A sensation of vertigo had been growing upon them, which, as soon as the meal was over, became nausea, and shortly after ended in vomiting. It was natural they should feel alarmed. Had only one been ill, they might have ascribed the illness to some other cause; but now, when all five were affected at the same time, and with symptoms exactly similar, they could have no other belief than that it was owing to what they had eaten, and that the flesh of the hornbill had caused their sickness—perhaps poisoned them.

Could this be? Was it possible for the flesh of a bird to be poisonous? Was that of a hornbill so? These questions were quickly asked of one another, but more especially addressed to Saloo. The Malay did not believe it was. He had eaten hornbills before, and more than once; had seen others eat them; but had never known or heard of the dish being followed by symptoms similar to those now affecting and afflicting them.

The bird itself might have eaten something of a poisonous nature, which, although it had not troubled its own stomach, acted as an emetic upon theirs. There was some probability in this conjecture; at all events the sufferers thought so for a time, since there seemed no other way of accounting for the illness which had so suddenly seized upon them.

At first they were not so very greatly alarmed, for they could not realise the idea that they had been absolutely poisoned. A little suffering and it would be all over, when they would take good care not to eat roast hornbill again. No, nor even stewed or broiled; so that now the old hen and her young one were no longer looked upon as so much provision ahead. Both would be thrown away, to form food for the first predatory creature that might chance to light upon them.

As time passed, however, and the sufferers, instead of feeling relieved, only seemed to be growing worse—the vertigo and nausea continuing, while the vomiting was renewed in frequent and violent attacks—they at length became seriously alarmed, believing themselves poisoned to death.

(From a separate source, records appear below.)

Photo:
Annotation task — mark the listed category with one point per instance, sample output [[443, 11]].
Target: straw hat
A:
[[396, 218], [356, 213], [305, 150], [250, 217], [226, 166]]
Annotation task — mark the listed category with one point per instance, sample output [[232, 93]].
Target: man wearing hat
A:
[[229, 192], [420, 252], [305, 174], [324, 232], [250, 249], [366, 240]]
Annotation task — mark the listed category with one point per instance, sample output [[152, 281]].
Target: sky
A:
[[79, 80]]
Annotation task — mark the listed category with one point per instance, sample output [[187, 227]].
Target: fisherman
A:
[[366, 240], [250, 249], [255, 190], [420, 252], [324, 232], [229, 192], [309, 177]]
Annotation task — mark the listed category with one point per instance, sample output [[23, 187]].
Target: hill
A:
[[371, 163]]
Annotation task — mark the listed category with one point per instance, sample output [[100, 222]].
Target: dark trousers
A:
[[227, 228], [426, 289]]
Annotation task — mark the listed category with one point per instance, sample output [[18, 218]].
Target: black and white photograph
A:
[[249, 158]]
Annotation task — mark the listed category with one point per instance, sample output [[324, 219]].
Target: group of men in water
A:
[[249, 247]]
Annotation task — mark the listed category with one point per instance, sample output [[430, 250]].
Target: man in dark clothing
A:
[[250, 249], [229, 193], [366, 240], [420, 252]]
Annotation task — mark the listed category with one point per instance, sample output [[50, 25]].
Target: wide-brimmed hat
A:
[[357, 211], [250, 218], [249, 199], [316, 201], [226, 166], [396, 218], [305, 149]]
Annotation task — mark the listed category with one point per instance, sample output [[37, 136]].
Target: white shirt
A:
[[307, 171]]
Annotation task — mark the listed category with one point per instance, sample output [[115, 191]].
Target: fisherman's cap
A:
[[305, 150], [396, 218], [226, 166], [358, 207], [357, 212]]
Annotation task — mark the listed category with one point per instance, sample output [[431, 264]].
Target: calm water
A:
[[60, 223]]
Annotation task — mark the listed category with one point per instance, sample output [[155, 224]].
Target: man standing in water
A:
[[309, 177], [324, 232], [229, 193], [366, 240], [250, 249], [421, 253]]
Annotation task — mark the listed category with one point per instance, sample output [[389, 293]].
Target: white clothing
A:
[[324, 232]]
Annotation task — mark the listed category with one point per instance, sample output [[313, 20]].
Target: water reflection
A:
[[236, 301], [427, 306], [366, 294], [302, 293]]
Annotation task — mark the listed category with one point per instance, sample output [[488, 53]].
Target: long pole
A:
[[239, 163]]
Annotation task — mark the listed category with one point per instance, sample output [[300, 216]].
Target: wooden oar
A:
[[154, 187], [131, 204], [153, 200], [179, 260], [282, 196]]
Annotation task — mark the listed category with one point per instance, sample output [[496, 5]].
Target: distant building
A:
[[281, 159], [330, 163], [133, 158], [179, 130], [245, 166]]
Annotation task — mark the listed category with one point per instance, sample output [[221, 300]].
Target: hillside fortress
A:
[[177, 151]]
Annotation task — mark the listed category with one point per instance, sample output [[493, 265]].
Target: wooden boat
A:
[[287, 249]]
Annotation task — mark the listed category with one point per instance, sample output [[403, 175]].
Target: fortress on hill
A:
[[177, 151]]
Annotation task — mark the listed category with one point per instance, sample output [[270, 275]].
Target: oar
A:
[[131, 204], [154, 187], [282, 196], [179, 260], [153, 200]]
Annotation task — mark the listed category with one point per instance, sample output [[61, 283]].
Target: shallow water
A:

They knew not what to do. They had no medicine to act as an antidote; and if they had been in possession of all the drugs in the pharmacopoeia, they would not have known which to make use of. Had it been the bite of a venomous snake or other reptile, the Malay, acquainted with the usual native remedies, might have found some herbaceous balsam in the forest; though in the darkness there would have been a difficulty about this, since it was now midnight, and there was no moon in the sky—no light to look for anything. They could scarcely see one another, and each knew where his neighbours lay only by hearing their moans and other exclamations of distress.

As the hours dragged on wearily, they became still more and more alarmed. They seriously believed that death was approaching. A terrible contemplation it was, after all they had passed through; the perils of shipwreck, famine, thirst; the danger of being drowned; one of them escaping from a hideous reptile; another from the coils of a serpent; a third from having his skull cracked in by a fallen fruit, and afterwards split open by the beak of an angry bird. Now, after all these hairbreadth perils and escapes, to be poisoned by eating the flesh of this very bird—to die in such simple and apparently causeless fashion; though it may seem almost ridiculous, it was to them not a whit the less appalling. And appalled they were, as time passed, and they felt themselves growing worse instead of better. They were surely poisoned—surely going to die.